Re: Capital: Jamie & Seven Friday night
There wasn't a lot of interpreting. Like, Jamie didn't KNOW what he thought in the unsettled drift of his own gaze over the car, Seven's hands wrapped around the wheel, the way his face opened up toward Jamie like shit could slide, unbroken between the last time he'd seen the guy mashed into the carpet and this like, totally together version of Seven that had all that shit folded away. Maybe it was just the first time he'd seen the guy without like, watching shadow climb him like a tree or watching whatever was riding him melt, like snow off a sidewalk. Jamie didn't know what he was waiting for exactly. What shit would be visible in a second that wasn't like, right now. Uncertainty skipped up his vertebrae, and he didn't shiver but it settled on his shoulders like ash maybe, dust.

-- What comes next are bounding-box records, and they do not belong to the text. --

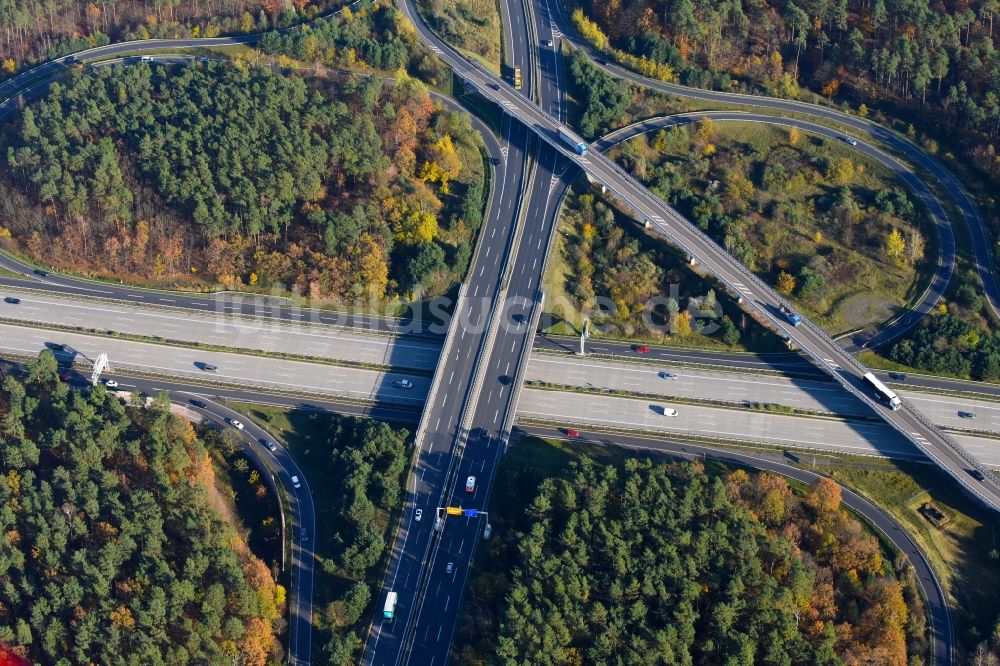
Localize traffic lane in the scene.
[363,116,540,664]
[0,324,429,405]
[402,146,558,663]
[518,388,936,459]
[546,0,1000,322]
[525,354,874,417]
[534,334,828,379]
[199,402,316,664]
[0,290,441,371]
[592,111,955,352]
[535,335,1000,399]
[515,426,954,664]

He didn't answer. Like, he didn't know right now, the thought he'd had in the dark on the couch with the screen yawning bright in front of him was unclear, clotted around the guy sat in the car in front of him. Jamie moved instead. Like, commitment to a direction, any direction and he opened the back door instead of the front and let the bag on his shoulder slide down his arm until he gripped the strap and could toss it across the backseat. He didn't look for like, evidence of the kid's presence or the lack of it. Jamie deliberately didn't think - and then he did, like muscle-memory giving way to deliberation. He looked. There was no issue with looking, if he was cool with this.
"Why were you going to get a hotel-room?" It wasn't an answer, it was another question. He let the door slam on the backseat and the bag, and stood at the side of Seven's window, just long enough to listen. "Doesn't suck." Another smile, glimmered, bounced like a coin into a cup. He didn't know, but like, Jamie flexed the same muscle that was deliberate. It wasn't like getting picked up side of the road by a rich guy in a car that hummed for real. Idiot nerves like, fluttered on the back of his tongue, clogged his throat and he didn't know why. Jamie wrapped chill around him like a blanket, and dropped off the curb to circle the car, and let the music pour out the door as he opened it.
"Hi. Your taste in music isn't like, objectively shitty. You're already way higher rated than my last Uber."